Make An Appointment Refer A Friend
Spiritually Based
February 07, 2010

A recent Gallup poll found that 66% of Americans surveyed reported they would prefer a counselor who is religious. Research has also demonstrated that while many therapists report that clients encourage them to talk about God in therapy, the overwhelming majority of therapists report they have received minimal, if any, training in how to handle these conversations in helpful ways (Kahle, 1997). These findings can primarily be attributed to two important facts. First of all, the overwhelming majority of Americans believe that spirituality and religion are very important aspects of life. Recent Gallup polls have discovered that over 90% of surveyed Americans reported they believe in God, engage in prayer, and state a religious preference (Gallup, 2001; Gallup, 1999). In fact, 86% of surveyed Americans reported that religion is very or fairly important in life (Gallup, 2002). Secondly, a large number of Americans are also aware that many psychotherapists have their own anti-religious and a-spiritualistic biases that could present problems in therapy for clients who believe in the importance of God in their life.

“However, psychoanalytic investigation of the individual teaches with especial emphasis that god is in every case modelled after the father and that our personal relation to god is dependent upon our relation to our physical father, fluctuating and changing with him, and that god at bottom is nothing but an exalted father.” — Sigmund Freud (in Totem and Taboo)

A-spiritualistic beliefs like this didn’t go unnoticed by well-known Christians in the past.

“Keep clear of psychiatrists unless you know that they are also Christians. Otherwise they start with the assumption that your religion is an illusion and try to ‘cure’ it: and this assumption they make not as professional psychologists but as amateur philosophers.” — C. S. Lewis (in Letters of C. S. Lewis)

Psychiatry helps us to look candidly at our inner selves and to search out the causes of our failures and fears. But much of our fearful living encompasses a realm where the service of psychiatry is ineffectual unless the psychiatrist is a man of religious faith.” - Dr. Martin Luther King, Jr. (in Strength to Love)

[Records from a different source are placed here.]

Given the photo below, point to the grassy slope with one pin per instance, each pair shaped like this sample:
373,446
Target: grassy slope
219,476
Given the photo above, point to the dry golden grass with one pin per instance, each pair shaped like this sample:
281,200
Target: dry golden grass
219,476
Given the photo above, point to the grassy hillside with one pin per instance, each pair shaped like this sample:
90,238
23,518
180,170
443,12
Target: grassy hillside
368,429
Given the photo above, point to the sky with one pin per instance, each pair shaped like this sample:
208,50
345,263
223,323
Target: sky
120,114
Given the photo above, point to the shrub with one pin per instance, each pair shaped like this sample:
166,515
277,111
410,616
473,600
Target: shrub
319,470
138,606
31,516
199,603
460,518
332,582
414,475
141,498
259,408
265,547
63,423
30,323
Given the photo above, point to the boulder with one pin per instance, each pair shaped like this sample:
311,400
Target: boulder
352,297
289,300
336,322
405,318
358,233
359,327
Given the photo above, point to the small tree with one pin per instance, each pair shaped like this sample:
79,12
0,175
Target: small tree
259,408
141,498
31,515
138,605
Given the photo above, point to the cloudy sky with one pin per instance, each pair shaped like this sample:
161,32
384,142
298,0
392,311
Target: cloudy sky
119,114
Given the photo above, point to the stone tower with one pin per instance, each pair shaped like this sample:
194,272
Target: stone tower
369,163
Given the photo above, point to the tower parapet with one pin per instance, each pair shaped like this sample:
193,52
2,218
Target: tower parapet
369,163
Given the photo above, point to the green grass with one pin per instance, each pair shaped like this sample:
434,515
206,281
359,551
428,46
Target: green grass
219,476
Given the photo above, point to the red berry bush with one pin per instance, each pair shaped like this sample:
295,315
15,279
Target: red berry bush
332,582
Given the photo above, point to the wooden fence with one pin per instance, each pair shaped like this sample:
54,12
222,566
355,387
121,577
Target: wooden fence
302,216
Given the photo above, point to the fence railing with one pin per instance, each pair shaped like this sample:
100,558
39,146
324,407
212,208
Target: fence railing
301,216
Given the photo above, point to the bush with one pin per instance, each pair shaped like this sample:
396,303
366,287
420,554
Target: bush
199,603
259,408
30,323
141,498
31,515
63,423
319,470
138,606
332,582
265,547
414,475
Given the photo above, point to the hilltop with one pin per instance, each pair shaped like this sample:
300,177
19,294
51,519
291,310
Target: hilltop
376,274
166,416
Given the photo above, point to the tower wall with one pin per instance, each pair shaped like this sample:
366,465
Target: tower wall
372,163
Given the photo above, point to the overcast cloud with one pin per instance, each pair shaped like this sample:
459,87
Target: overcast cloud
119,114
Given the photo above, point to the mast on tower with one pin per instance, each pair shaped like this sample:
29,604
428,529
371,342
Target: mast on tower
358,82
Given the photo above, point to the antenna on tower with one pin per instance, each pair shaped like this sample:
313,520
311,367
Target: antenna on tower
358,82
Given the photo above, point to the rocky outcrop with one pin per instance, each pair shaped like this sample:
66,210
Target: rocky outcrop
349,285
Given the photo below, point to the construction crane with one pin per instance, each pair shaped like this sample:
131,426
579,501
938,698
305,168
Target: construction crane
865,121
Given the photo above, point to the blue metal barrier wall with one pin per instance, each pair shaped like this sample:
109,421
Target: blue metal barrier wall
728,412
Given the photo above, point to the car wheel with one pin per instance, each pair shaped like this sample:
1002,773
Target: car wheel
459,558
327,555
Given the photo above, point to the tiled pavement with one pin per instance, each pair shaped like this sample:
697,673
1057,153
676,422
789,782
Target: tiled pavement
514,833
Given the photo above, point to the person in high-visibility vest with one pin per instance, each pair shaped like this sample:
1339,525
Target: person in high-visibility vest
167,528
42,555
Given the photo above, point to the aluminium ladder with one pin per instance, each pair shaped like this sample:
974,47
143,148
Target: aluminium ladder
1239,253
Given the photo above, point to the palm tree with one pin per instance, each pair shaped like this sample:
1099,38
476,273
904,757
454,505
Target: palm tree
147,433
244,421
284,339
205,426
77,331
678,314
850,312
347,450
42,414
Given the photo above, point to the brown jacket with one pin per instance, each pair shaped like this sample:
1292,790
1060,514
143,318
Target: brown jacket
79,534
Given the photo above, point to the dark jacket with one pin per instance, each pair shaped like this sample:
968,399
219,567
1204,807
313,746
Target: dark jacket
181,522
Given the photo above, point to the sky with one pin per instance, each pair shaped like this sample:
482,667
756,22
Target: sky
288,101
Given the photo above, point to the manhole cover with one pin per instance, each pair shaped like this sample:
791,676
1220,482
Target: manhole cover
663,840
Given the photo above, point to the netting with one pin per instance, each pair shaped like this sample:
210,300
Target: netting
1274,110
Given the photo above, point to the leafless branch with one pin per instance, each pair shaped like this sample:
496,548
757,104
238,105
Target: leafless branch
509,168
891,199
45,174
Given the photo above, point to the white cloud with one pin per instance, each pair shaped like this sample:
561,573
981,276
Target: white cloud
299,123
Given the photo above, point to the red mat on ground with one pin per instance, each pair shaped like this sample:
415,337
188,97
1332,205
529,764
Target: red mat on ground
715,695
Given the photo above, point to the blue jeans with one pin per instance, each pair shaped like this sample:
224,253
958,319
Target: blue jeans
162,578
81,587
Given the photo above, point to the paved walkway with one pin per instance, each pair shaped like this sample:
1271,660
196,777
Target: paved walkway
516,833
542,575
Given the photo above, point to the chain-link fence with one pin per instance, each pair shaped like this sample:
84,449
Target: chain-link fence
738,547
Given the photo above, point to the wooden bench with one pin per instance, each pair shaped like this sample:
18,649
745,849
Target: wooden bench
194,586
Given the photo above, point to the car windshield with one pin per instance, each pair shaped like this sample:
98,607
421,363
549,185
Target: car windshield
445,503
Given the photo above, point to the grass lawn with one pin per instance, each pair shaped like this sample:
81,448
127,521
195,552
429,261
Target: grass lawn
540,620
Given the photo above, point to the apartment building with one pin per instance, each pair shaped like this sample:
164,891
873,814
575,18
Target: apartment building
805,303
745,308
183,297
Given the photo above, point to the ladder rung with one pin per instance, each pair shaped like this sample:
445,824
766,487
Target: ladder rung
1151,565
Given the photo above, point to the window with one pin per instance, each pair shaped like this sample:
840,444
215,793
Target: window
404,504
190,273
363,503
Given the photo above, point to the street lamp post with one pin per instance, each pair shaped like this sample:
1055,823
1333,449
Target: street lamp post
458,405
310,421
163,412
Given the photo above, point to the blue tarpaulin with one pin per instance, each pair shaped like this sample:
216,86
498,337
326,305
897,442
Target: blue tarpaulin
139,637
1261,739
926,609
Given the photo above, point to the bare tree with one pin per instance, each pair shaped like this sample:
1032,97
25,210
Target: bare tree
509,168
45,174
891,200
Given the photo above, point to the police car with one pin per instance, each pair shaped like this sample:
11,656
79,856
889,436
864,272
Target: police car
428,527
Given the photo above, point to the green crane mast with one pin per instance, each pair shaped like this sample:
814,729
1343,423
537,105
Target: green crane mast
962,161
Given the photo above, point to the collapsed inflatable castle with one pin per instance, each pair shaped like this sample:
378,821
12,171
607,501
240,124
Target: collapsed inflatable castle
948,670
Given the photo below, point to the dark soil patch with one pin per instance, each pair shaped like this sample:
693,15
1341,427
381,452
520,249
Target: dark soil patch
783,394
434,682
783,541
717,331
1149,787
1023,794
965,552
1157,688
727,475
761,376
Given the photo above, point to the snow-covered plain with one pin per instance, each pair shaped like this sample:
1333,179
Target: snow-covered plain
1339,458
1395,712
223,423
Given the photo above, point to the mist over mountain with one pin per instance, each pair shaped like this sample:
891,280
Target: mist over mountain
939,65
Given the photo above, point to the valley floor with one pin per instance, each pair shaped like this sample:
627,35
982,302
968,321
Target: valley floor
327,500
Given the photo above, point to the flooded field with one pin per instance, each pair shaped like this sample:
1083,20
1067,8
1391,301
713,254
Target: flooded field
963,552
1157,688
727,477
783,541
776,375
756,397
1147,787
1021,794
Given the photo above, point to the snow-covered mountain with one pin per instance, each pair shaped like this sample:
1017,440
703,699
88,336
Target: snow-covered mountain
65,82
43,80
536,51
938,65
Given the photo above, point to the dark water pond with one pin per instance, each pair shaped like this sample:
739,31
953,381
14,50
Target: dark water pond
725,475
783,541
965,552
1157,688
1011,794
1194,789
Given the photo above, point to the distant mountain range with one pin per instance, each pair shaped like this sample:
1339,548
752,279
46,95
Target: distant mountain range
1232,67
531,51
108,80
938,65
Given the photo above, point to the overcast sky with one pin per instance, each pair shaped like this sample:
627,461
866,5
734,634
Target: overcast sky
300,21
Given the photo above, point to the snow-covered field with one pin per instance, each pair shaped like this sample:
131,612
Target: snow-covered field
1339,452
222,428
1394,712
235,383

Clients want therapy to be a place where they can feel comfortable talking about the issues that matter most in their lives. Many clients don’t want to worry about whether or not their therapist will respect or support their faith in God as it relates to their unique life issues. However, some clients have also complained about poor therapeutic experiences they’ve had with therapists who assumed that simply because they were a person of faith and a therapist, they were automatically effective at integrating spirituality and psychotherapy. That’s why it’s important for many clients to find a therapist who is experienced at integrating spirituality and psychotherapy when working with his or her clients on a variety of therapeutic issues. In fact, research has demonstrated that spiritually based therapy can be more helpful for many clients than therapy in which their spiritual faith is not addressed.